CDPD-63144: hadoop.ozone.om.request.key.OMKeyRenameRequestWithFSO: Rename key failed with "failed to get parent dir" error: 7.3.2 and its SPs and CHFs, 7.3.1 and its SPs and CHFs; Key rename inside the FSO bucket fails and discplays the Failed to get parent dir error. This happens when running impala workloads with ozone.; None.
CDPD-74331: Key put fails with "CompletionException: Failed to write chunk": 7.3.2 and its SPs and CHFs, 7.3.1 and its SPs and CHFs; Key put fails and displays the Failed to write chunk error when there is a volume failure during configuration.; None.

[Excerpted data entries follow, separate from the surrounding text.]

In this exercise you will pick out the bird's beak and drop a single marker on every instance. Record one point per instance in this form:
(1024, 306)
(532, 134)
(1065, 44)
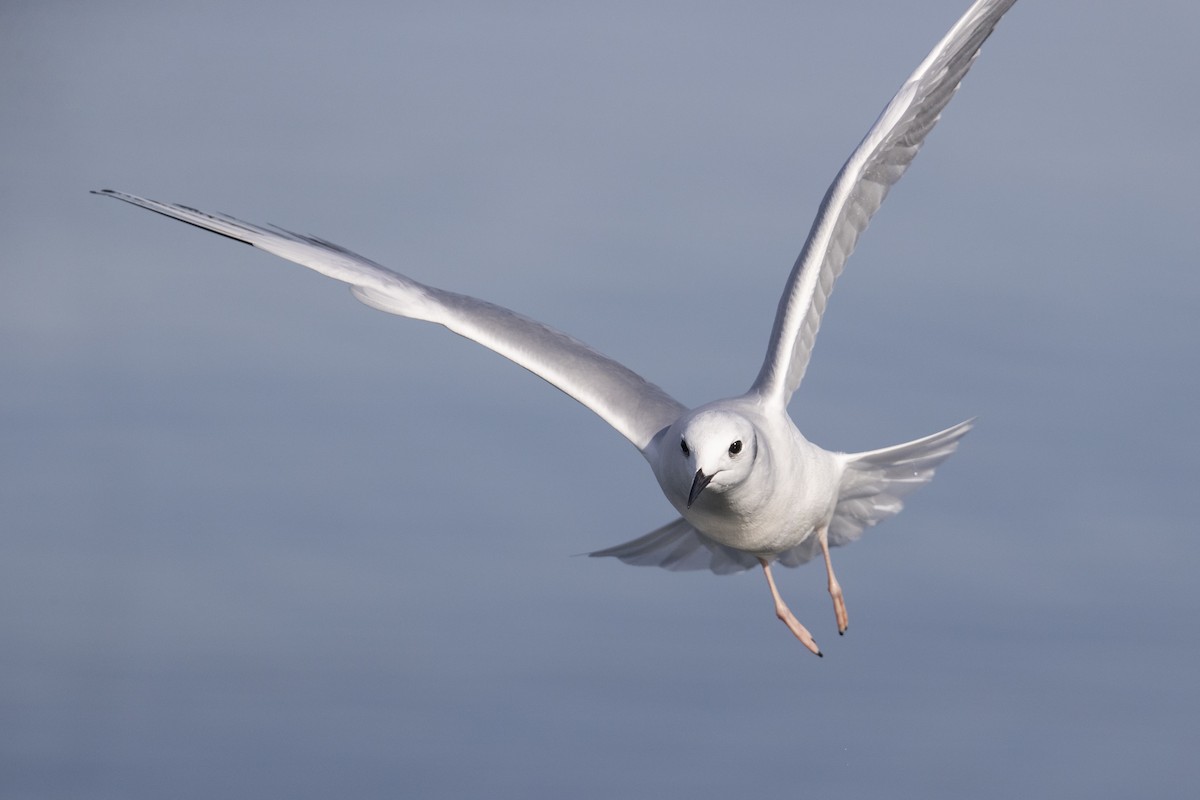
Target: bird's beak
(697, 486)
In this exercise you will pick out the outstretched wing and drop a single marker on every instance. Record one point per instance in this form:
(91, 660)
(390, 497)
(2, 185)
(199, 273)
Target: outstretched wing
(857, 192)
(679, 547)
(622, 398)
(874, 482)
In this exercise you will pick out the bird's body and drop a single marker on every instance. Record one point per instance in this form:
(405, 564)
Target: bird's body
(749, 487)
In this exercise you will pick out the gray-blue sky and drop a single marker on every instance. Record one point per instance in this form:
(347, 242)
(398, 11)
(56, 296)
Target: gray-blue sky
(261, 540)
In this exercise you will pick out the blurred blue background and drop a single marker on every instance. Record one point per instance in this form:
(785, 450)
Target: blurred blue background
(262, 541)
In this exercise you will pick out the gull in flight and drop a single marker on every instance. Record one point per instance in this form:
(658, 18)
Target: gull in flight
(750, 489)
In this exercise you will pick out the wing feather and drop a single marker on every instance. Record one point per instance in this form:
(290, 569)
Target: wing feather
(633, 405)
(858, 191)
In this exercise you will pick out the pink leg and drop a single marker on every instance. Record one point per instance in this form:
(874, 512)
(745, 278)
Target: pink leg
(785, 614)
(839, 605)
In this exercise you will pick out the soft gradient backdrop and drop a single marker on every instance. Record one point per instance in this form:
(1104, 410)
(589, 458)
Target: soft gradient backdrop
(259, 540)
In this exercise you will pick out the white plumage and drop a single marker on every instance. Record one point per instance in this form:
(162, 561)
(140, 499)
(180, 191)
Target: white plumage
(749, 487)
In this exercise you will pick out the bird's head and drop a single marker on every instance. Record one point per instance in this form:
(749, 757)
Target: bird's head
(714, 450)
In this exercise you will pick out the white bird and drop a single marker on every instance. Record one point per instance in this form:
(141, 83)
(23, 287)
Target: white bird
(749, 487)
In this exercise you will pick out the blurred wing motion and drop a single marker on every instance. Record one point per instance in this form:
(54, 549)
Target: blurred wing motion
(873, 482)
(622, 398)
(857, 192)
(870, 489)
(679, 547)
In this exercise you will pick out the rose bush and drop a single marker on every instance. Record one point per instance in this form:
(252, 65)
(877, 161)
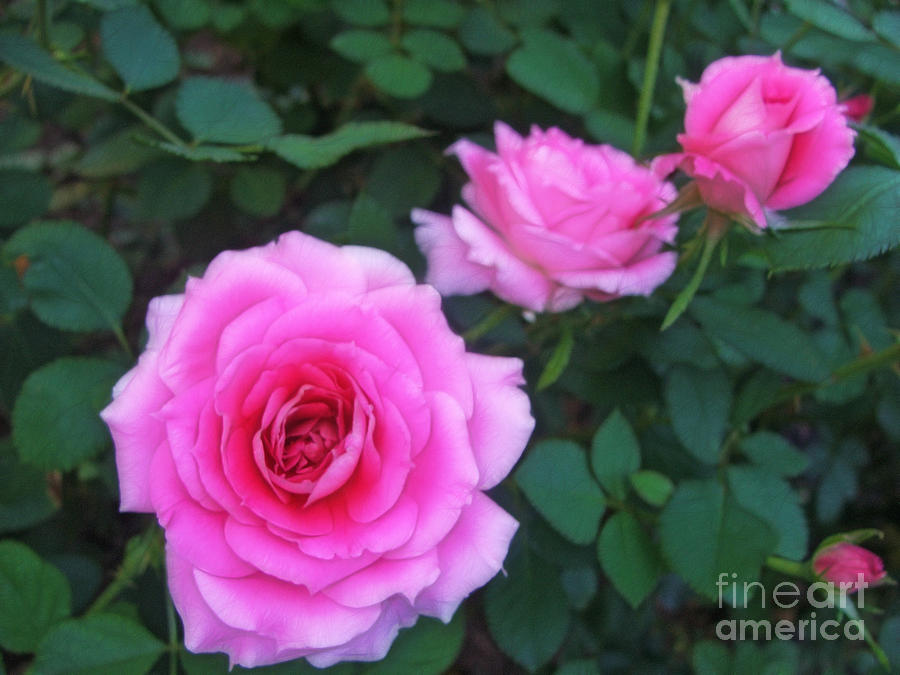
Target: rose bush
(552, 220)
(760, 135)
(315, 441)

CDPD-74475: YCSB test with Hbase on Ozone degrades performance: 7.3.2, 7.3.1 and its SPs and CHFs; HBase on Ozone is currently provided as a Tech Preview feature. Performance characteristics, including throughput, may not yet match those of HBase running on HDFS.; None.
CDPD-74884: Exclusive size of snapshot is always returning 0: 7.3.2, 7.3.1 and its SPs and CHFs; The exclusiveSize and exclusiveReplicationSize statistics provided by the snapshot info command return a value of 0 even when the snapshot contains exclusive keys or files that do not exist in other snapshots.; None.; Apache JIRA: HDDS-11528
CDPD-75042: AWS Cli recursive delete only deletes the leaf element: 7.3.2 and its SPs and CHFs, 7.3.1 and its SPs and CHFs; AWS CLI rm or delete command fails to delete all files and directories on the Ozone FSO bucket. It only deletes the leaf node.; None.

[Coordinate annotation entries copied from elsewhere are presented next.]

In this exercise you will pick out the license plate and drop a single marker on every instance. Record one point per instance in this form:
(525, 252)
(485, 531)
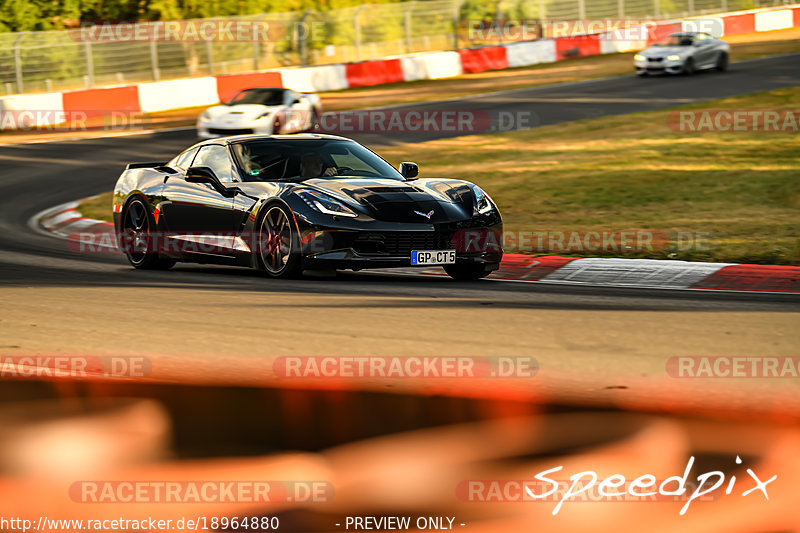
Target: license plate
(433, 257)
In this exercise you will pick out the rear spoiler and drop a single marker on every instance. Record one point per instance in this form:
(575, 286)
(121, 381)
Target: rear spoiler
(160, 166)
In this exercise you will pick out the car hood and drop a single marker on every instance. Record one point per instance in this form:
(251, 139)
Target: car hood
(663, 51)
(400, 201)
(243, 111)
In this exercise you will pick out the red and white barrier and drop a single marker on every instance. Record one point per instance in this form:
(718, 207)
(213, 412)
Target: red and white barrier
(368, 73)
(210, 90)
(31, 110)
(774, 20)
(174, 94)
(531, 53)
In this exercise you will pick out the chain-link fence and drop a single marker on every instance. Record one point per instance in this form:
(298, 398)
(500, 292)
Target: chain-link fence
(107, 54)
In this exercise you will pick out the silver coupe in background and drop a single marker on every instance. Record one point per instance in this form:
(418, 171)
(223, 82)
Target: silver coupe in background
(683, 53)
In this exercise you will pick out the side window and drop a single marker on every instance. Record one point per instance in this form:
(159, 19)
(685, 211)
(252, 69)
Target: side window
(217, 159)
(183, 160)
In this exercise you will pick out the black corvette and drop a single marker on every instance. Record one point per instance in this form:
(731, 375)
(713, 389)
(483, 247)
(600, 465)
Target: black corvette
(288, 203)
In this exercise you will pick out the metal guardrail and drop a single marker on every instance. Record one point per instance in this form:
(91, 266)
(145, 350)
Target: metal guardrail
(71, 59)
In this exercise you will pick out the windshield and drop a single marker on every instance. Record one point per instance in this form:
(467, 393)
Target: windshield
(258, 96)
(676, 40)
(279, 160)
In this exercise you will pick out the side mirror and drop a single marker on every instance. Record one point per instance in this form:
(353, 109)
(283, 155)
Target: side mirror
(201, 175)
(409, 170)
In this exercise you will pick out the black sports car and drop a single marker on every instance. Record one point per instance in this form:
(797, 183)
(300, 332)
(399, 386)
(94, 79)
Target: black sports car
(288, 203)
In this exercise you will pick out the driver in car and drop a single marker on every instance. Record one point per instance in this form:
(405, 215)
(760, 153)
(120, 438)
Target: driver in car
(312, 166)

CDPD-75204: Setting file name length limit can cause NN shutdown with FSImage related error: 7.3.2 and its SPs and CHFs, 7.3.1 and its SPs and CHFs; Namenode restart fails after dfs.namenode.fs-limits.max-component-length is set to a lower value and there is existing data present which exceeds the length limit.; Increase the value for the dfs.namenode.fs-limits.max-component-length parameter and restart the namenode.
CDPD-75635: Ozone write fails intermittently because SCM remains in safe mode.: 7.3.2, 7.3.1 and its SPs and CHFs; Ozone write operations can fail intermittently after restarting the Storage Container Manager (SCM) leader node (or when stopping the OM leader and an SCM follower). This occurs because SCM may remain in safe mode after the restart, causing write/block allocation prechecks to fail (for example, SafeModePrecheck failed for allocateBlock).; Wait for SCM to exit safe mode automatically after it meets the required thresholds. Alternatively, manually force SCM to exit from safe mode using CLI options.